When I first started using the caching strategy in Travis, I noticed that caches were not cleaned after the build. Thus, when I started a new build, if there was a cache with the same name, Travis was using it. If the build is successful, then this caching strategy will speed up your new build. But if the build has failed, then it might cause problems to the new build as well. Thus, I prefer to clean the cache before each build.

I created the following script to do this automatically:

#!/usr/bin/env python3

"""

Automatic clearing travis cache

Before each build in Travis the cache
should be clean, for having a new clean
environment.
Before running this script, generate a
token on Github page 
(https://github.com/settings/tokens)
and export it on host machine as an
env var named GITHUB_TOKEN 
(EXPORT GITHUB_TOKEN=<github token>)

    python clear_travis_cache.py

"""

import subprocess, re, os, signal, sys

# Killing the running container of travis-cli
def docker_kill():
    subprocess.run("docker kill travis-cli", shell=True)
    return

def main():

    # Travis cli configuration

    # Build the travis cli docker image
    subprocess.run("cd .travis/travis-cli && docker build . -t travis-cli && cd ../..", shell=True)

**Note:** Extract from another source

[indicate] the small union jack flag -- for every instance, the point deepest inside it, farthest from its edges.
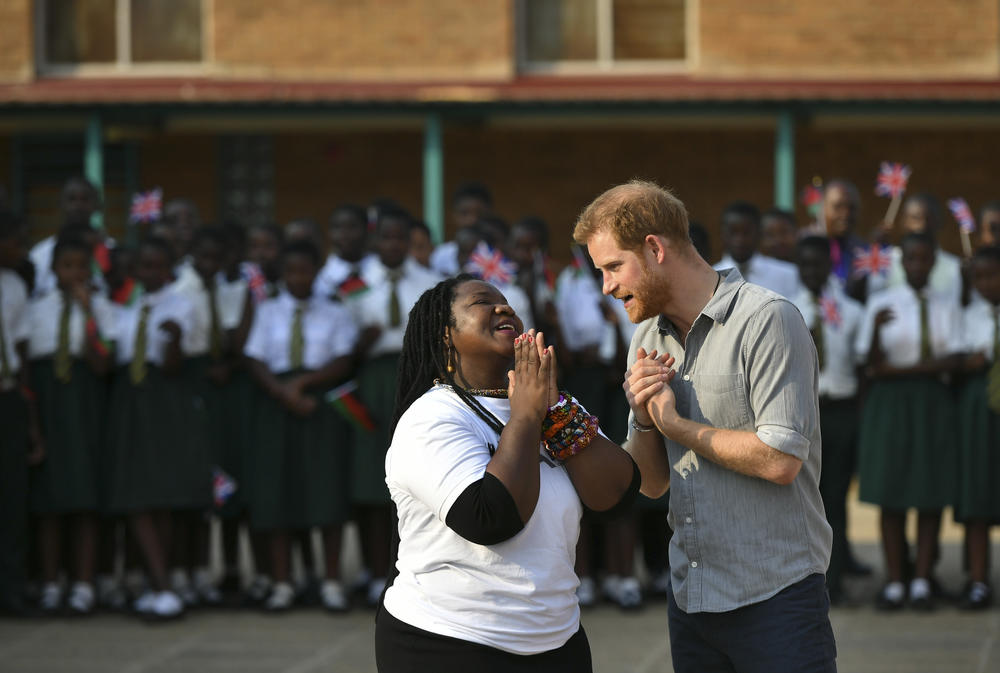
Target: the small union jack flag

    # Clearing cache needs to be made interactively so that travis login is verified
    subprocess.run("docker run --name travis-cli --rm -t -d -v $(pwd):/project --entrypoint=/bin/sh travis-cli", shell=True)

    # Get github token env var
    gh_token = os.environ['GITHUB_TOKEN']

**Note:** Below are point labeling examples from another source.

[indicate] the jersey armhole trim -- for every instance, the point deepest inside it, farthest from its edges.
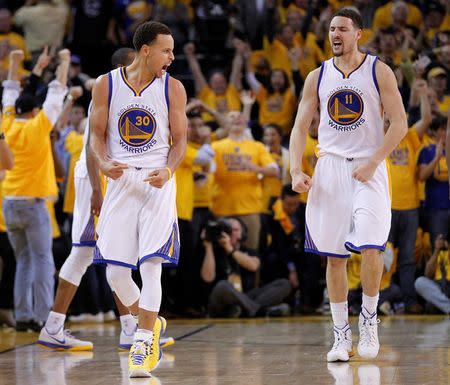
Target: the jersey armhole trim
(320, 78)
(166, 91)
(374, 74)
(109, 89)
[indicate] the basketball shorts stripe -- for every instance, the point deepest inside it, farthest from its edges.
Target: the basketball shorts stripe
(137, 222)
(344, 215)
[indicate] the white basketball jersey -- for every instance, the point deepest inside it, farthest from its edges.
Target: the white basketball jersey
(80, 166)
(138, 124)
(351, 121)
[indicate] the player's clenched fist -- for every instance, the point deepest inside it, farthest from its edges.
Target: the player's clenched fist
(364, 172)
(113, 169)
(301, 182)
(157, 178)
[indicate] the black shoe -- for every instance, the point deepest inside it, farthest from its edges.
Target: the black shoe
(281, 310)
(28, 326)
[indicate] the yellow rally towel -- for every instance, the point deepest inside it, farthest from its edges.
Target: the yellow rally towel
(280, 216)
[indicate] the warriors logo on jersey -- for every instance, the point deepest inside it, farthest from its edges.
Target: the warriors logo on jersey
(345, 108)
(137, 127)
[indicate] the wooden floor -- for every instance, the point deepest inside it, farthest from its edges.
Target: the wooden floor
(415, 350)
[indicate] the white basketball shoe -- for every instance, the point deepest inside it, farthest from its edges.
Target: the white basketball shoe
(62, 340)
(342, 348)
(368, 345)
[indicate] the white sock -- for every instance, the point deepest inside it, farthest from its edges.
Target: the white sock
(55, 322)
(339, 312)
(370, 304)
(128, 323)
(143, 335)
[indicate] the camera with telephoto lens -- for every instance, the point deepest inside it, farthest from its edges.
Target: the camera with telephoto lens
(215, 228)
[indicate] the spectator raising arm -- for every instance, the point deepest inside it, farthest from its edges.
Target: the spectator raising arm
(11, 89)
(6, 156)
(199, 79)
(57, 88)
(447, 143)
(421, 88)
(74, 94)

    # Enter the running container with docker exec and login to travis
    command_docker = "docker exec travis-cli travis login --pro --org --github-token "
    command_docker += gh_token
    subprocess.run(command_docker, shell=True)

    # Run travis cache to delete all caches of the repo
    subprocess.run("docker exec travis-cli travis cache -f --delete", shell=True)

    # Kill travis-cli docker container
    docker_kill()

if __name__ == '__main__':
    try:
        main()
    except:
        print ('Caught error. Killing travis-cli container...')
        docker_kill()
        e = sys.exc_info()[0]
        print('Error:', e)

Usage: Execute this script before you push your commit so that the caches are clear on your new build. Also, remember to export your github token before you run the script.

GitHub token

As the usage comment inside the scripts informs you, before you execute any of them, you need to export your GitHub token. This derives from the fact that the travis-cli login command needs to be run interactively so that it can verify your credentials.

What the above automation scripts do is running the travis-cli container, and then using docker exec, they enter inside the container process to execute any travis-cli command.

Travis login commands though needs to be run specifically using your github token as a flag.

In order to make this script go public (and not hand my github token to everyone 😆 ), I use an environment variable named GITHUB_TOKEN. So if you intend to use the scripts, just execute the following command first:

$ export GITHUB_TOKEN=<github_token>

If you don’t have a GitHub token already, you can create one here.

Dockerfile

The Dockerfile I used for travis-cli docker image is this one.

If you’re using the automation scripts, you have to copy this Dockerfile under the directory .travis/travis-cli inside your repository.

The scripts are building it every time they run, in order to ensure that the docker image exists locally.